Each one gazing at the holder
And I already told her,
"Hey! Don’t Bogart!!!
Start passing that thing my way!

"You can say what you would like
But that dubóise is not a mic
For you to talk in.
It’s a sin to disappoint
At the passing of the joint.

And so we closely watch the transfer
As it moves from her
To him.
Hurry up, Jim!
So with a great big grin
Sucks it down a quarter inch
Then with a pressured pinch
Passes it along.
But he pinched the damn thing wrong
And so the doobie drops
and Jim hops up and snags that pup before it burns the rug
Then hands it down the line.
But now, the fire has declined
And so it’s time to
Light it up again.
Bum a lighter from a friend,
Then watch the ghostly smoke ascend
As the aroma, once again, anoints
At the passing of the joint.

Hey!
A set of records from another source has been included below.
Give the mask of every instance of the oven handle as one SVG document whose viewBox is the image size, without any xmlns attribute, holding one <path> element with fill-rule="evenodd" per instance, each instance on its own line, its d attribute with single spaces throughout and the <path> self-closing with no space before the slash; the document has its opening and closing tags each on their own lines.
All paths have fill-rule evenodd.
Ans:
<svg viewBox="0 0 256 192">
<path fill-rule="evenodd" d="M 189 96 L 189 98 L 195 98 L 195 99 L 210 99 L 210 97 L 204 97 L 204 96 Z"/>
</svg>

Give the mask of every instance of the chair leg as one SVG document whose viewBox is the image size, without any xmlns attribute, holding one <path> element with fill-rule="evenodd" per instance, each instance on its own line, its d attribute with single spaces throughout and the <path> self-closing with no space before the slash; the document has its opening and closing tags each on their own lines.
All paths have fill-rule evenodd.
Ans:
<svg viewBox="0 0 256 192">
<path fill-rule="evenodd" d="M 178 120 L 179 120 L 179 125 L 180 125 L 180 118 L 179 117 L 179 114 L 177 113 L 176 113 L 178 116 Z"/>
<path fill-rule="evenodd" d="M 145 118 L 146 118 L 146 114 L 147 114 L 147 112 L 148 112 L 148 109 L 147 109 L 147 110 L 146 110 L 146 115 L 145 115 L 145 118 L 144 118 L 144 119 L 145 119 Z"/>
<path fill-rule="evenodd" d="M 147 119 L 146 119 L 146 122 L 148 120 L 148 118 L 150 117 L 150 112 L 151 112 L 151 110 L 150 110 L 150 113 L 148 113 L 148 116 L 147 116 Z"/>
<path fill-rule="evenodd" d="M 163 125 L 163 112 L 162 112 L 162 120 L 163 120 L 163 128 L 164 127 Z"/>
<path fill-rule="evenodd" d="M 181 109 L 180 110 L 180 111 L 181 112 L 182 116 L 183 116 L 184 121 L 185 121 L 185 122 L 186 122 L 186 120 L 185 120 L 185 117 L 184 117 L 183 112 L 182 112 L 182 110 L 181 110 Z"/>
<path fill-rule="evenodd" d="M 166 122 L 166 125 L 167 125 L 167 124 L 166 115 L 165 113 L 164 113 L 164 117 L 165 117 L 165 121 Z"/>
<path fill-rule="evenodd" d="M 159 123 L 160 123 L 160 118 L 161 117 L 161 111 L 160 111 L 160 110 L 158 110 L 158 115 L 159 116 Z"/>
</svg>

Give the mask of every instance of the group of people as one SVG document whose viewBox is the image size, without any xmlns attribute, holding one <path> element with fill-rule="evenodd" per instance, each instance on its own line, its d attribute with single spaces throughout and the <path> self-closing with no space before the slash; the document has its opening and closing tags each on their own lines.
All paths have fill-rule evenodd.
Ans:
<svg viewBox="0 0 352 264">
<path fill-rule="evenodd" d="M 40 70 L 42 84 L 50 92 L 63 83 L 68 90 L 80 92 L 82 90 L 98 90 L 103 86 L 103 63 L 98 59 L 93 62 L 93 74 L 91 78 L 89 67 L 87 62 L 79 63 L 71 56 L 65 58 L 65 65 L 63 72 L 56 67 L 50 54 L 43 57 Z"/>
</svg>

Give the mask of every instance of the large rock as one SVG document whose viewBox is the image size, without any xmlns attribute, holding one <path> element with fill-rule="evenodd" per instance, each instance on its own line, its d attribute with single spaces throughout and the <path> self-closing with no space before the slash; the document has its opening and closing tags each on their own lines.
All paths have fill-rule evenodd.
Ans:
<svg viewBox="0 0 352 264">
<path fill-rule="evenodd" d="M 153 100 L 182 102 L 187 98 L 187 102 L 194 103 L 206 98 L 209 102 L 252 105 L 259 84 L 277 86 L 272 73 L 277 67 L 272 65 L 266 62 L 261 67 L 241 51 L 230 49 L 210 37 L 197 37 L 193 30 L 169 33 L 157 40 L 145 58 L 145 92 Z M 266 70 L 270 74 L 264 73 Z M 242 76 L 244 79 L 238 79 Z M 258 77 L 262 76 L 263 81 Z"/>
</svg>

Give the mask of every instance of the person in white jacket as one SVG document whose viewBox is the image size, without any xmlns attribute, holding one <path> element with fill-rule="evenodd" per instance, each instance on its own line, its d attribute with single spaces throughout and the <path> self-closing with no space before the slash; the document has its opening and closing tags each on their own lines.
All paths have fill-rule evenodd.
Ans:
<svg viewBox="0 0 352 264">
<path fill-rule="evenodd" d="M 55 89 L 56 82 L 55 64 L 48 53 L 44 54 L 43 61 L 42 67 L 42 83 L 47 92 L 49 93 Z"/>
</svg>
Stop lickin’ at that run!
Just let the damn thing burn
Or I won’t get a turn
‘Cause it’s getting’ kinda’ short
And I am sorry to report
I am the last one in the circle.
Then some jerk’ll
Step right in between me and the doob!
Whew! What a brilliant move
He made! 
He just moved me back a space
As the clip is put in place,
And the worry on my face
Creates a void.
At the passing of the joint.

And NOW! The jerk is taking two hits
As he puckers up his lips
And sucks a second blast
Then at last:
"Pass that doobie on and go back where you come from!"
Some nerve!
I dub thee, "Mister Oink"
At the passing of the joint.

And now! Some green-horn hippie wannabe
Gets to take a hit in front of me!
Takes enough smoke to fill three lungs
Then coughs and hacks and bites his tongue
And then his face turns scarlet red
And beads of sweat pop from his head:
"I…[gasps]…I need some fresh air."
That’s what he said!
As he put the clip down in the tray
Then turned to leave, then turned to say,
"I feel a little paranoid."Hey! Here’s a dime! Call Sigmund Freud!
Those are the things that get me annoyed
At the passing of the joint.

Oh, that’s just the way it goes
And now the next dude’s suckin’ smoke into his nose
And puffin’ like a train and so
Little now remains
For me
Why, I can hardly see a roach
As the tiiiny thing approaches
The next stop in the group.
I would jump right through a hoop
For one little puff!
It’s the toughest place to be,
doncha’ see?
At the end of the line
As the size and shape decline
Into ashes
With each hit.
Oh, you get my point
At the passing of the joint.

And at last! It’s my turn!
But I can’t get the damn thing to burn
And I cannot discern the trouble
With the tiny little stubble
But I cannot keep it lit
So I cannot get a hit
For the doobie, it has quit
Producing.It’s been steadily reducing
‘Til it got to me.So I’ll just stroll about the party
Hope another one gets started
At which time,
The aroma will anoint
All who wait their turn
At the passing of the joint.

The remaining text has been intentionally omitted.